Da Redação
A travessia entre Ilha de Maré e Paripe, no subúrbio ferroviário de Salvador, passou a ser investigada pelo Ministério Público da Bahia (MP-BA) por suspeitas de falha na prestação do serviço e precariedade do transporte hidroviário. O inquérito civil foi instaurado nesta terça-feira (1º) e é assinado pelo promotor Adriano Nunes de Souza. A informação é da repportagem de Matheus Simoni, do site BNews.
Segundo o MP-BA, o objetivo é apurar relatos sobre irregularidades no funcionamento da linha marítima que liga a ilha ao continente. A travessia é considerada essencial para moradores da Ilha de Maré, que dependem do serviço para acesso a trabalho, educação, saúde e outros serviços básicos na capital.
Caso sejam confirmadas as falhas, o órgão poderá expedir recomendações, firmar termos de ajustamento de conduta (TAC) ou ingressar com ações judiciais para obrigar melhorias no serviço.
Prefeitura estuda melhorias
Procurada, a Prefeitura de Salvador informou que acompanha a situação e estuda a implantação de um novo modal náutico na capital. “Em fevereiro, inclusive, representantes das secretarias do Mar e de Mobilidade foram a São Paulo para fazer uma visita técnica ao Aquático São Paulo, modal de transporte hidroviário operado na capital paulista”, destacou em nota.
A proposta é aproveitar o potencial da Baía de Todos-os-Santos para ampliar o transporte público e melhorar a mobilidade urbana. Segundo o município, o sistema pode conectar regiões como Cidade Baixa, Subúrbio, Comércio e ilhas, com previsão inicial de ligação entre Paripe e Ilha de Maré.
“O transporte aquático pode ser incorporado à rede pública com eficiência, integração tarifária e segurança”, afirmou a prefeitura.
Problemas antigos
A travessia enfrenta problemas recorrentes, como irregularidade nos horários, condições inadequadas das embarcações e riscos à segurança dos passageiros. Em 2021, parte da ponte do terminal marítimo chegou a desabar.

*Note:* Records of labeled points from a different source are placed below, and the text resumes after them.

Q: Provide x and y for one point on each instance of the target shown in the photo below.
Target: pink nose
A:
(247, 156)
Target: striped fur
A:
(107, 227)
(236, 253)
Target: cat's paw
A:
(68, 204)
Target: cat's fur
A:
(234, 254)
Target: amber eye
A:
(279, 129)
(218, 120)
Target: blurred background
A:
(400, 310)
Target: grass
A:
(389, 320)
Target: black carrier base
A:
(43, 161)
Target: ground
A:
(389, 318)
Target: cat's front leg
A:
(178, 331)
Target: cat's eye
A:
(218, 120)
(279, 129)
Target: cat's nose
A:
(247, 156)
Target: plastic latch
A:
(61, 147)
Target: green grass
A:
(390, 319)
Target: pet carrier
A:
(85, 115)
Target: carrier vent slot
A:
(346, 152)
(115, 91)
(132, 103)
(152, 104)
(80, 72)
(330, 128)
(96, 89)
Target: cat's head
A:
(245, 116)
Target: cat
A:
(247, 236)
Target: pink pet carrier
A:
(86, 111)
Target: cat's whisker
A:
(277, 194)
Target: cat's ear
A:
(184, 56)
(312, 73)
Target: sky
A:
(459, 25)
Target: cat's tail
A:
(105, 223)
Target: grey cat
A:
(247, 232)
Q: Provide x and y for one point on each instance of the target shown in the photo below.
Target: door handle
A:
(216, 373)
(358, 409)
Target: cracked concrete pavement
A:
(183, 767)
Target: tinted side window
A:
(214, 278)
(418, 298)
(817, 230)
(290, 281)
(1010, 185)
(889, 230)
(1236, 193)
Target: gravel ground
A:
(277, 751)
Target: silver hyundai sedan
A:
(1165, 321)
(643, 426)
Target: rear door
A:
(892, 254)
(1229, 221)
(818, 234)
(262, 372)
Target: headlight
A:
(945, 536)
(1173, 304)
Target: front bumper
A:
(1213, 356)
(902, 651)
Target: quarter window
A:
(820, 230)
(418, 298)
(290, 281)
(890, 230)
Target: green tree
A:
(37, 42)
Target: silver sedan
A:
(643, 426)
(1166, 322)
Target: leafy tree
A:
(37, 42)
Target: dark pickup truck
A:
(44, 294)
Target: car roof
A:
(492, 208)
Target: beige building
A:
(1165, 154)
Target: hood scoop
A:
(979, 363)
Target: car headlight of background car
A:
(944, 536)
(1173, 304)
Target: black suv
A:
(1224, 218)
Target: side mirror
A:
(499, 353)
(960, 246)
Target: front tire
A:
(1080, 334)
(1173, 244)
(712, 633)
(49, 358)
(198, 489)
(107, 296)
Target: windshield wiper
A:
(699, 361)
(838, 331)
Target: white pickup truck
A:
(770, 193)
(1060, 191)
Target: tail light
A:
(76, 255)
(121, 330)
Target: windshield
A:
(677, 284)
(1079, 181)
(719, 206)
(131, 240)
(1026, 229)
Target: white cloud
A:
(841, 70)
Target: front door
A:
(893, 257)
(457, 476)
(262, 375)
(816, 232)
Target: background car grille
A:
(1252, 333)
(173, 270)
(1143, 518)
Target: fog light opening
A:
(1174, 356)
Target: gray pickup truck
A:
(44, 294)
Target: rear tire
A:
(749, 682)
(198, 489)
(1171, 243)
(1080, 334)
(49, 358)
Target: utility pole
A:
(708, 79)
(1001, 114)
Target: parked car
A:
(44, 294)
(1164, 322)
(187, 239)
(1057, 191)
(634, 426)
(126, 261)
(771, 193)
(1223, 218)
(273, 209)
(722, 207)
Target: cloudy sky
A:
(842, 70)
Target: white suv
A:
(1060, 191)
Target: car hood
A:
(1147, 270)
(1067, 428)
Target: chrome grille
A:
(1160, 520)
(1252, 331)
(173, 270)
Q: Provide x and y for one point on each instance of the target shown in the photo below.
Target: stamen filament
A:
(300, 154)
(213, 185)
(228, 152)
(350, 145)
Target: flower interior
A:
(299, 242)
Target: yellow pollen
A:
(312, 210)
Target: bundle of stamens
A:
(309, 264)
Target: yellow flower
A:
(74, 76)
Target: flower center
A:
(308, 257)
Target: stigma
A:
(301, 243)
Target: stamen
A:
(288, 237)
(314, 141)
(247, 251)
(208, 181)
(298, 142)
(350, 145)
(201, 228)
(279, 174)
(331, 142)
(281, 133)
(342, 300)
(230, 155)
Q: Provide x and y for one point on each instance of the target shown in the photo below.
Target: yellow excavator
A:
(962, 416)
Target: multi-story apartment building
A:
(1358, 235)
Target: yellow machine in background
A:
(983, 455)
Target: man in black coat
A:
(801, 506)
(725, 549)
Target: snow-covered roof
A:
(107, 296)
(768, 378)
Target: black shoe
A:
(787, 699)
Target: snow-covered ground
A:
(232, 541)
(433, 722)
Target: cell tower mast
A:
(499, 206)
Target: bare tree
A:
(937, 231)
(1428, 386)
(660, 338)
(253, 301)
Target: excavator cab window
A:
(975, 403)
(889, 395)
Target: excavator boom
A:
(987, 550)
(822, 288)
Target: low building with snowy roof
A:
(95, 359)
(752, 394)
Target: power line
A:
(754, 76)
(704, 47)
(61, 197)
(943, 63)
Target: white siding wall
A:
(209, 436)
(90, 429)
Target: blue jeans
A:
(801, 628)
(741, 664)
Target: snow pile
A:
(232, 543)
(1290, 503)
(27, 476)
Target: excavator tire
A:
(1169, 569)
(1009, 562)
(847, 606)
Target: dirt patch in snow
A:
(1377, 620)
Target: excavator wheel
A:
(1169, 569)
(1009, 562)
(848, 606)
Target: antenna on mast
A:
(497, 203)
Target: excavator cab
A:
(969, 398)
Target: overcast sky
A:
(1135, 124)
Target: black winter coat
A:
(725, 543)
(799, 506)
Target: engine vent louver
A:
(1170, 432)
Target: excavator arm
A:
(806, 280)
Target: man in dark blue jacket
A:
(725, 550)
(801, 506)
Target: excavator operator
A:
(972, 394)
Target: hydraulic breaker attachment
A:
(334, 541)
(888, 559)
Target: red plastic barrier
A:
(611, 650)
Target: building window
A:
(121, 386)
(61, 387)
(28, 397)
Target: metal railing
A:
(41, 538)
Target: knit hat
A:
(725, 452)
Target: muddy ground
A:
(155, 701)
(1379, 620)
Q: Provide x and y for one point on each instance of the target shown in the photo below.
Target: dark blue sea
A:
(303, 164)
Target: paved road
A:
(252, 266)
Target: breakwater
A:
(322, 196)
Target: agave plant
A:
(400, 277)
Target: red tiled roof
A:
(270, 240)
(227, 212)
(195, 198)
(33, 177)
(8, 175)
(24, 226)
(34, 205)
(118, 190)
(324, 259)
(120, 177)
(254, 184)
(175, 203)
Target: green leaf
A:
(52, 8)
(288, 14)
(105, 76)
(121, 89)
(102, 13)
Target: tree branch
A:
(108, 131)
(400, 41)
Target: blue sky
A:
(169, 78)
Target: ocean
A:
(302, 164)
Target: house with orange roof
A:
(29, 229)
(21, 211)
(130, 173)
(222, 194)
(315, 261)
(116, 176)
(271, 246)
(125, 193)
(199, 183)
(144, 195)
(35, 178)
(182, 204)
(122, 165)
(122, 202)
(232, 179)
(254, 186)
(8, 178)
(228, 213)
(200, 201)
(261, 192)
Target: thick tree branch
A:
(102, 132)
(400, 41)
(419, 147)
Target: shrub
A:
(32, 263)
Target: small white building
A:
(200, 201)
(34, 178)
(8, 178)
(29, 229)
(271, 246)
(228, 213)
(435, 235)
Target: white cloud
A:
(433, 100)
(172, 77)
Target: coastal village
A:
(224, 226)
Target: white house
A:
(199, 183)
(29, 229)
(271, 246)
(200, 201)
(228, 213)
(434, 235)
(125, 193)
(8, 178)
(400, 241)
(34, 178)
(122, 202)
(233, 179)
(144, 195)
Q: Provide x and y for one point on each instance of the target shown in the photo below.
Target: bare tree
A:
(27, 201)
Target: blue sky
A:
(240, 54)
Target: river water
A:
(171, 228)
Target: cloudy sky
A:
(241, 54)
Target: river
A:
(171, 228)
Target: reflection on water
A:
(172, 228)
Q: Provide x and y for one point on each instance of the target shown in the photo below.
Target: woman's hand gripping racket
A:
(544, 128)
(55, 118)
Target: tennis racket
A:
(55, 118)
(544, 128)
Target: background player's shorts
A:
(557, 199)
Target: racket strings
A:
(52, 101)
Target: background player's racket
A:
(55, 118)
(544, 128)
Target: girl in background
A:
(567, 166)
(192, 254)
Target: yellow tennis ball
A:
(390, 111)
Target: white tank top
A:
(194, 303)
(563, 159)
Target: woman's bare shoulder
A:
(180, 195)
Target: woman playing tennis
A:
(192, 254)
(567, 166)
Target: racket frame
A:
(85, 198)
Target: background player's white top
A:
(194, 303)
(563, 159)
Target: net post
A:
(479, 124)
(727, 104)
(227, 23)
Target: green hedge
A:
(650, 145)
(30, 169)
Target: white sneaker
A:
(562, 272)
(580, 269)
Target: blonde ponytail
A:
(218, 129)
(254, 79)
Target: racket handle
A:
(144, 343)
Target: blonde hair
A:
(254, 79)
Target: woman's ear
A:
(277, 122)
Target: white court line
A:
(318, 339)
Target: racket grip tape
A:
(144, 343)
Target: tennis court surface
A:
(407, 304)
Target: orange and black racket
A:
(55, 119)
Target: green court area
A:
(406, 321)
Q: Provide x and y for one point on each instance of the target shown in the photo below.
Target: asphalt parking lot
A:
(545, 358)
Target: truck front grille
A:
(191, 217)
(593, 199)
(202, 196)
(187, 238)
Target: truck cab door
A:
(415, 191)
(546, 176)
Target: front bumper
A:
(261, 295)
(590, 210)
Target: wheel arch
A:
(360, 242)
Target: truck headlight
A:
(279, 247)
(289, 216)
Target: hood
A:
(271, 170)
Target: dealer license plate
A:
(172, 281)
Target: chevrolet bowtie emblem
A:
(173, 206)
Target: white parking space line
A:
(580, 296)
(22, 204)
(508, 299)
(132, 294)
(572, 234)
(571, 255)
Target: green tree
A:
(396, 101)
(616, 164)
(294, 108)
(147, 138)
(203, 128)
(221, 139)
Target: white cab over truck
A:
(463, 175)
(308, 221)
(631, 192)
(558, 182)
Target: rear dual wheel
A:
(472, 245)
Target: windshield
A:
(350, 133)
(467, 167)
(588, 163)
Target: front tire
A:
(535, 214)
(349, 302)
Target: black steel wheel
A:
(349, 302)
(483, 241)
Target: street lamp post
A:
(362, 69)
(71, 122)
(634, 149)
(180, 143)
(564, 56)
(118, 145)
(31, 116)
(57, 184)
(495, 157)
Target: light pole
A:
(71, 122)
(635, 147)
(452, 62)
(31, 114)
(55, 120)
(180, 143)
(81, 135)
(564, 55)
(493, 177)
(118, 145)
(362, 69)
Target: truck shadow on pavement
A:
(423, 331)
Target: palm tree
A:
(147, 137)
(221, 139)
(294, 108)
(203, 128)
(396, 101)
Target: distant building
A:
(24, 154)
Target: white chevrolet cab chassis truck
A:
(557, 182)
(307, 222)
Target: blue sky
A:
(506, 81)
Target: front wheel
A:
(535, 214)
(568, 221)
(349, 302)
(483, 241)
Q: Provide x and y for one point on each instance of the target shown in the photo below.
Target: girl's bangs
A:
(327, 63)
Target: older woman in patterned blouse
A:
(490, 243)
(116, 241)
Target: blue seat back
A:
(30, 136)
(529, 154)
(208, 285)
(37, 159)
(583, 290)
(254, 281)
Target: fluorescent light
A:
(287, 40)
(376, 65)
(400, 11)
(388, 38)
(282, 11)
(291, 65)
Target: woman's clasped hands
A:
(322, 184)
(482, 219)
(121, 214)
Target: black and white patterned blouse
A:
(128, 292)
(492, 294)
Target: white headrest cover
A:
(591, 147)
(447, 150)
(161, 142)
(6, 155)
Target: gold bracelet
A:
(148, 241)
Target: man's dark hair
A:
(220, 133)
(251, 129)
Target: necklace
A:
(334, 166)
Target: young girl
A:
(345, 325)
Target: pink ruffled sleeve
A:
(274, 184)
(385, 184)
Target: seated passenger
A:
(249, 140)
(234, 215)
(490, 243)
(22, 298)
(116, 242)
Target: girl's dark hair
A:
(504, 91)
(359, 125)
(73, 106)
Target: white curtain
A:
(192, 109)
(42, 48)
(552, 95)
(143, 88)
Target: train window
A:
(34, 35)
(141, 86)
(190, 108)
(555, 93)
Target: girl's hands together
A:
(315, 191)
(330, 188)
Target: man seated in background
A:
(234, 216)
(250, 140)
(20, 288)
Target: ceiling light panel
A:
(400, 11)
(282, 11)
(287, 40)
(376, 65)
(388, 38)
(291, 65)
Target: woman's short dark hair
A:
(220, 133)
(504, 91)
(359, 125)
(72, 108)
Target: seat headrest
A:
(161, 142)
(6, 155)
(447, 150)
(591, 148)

Após reforma conduzida pela Secretaria Estadual de Infraestrutura (Seinfra), o equipamento foi reaberto em 2023. Ainda assim, as queixas persistem.
Em 2018, o próprio Ministério Público já havia apontado problemas no local, destacando que, mesmo com a interdição, embarcações continuavam operando, obrigando passageiros a entrar na água para acessar os barcos.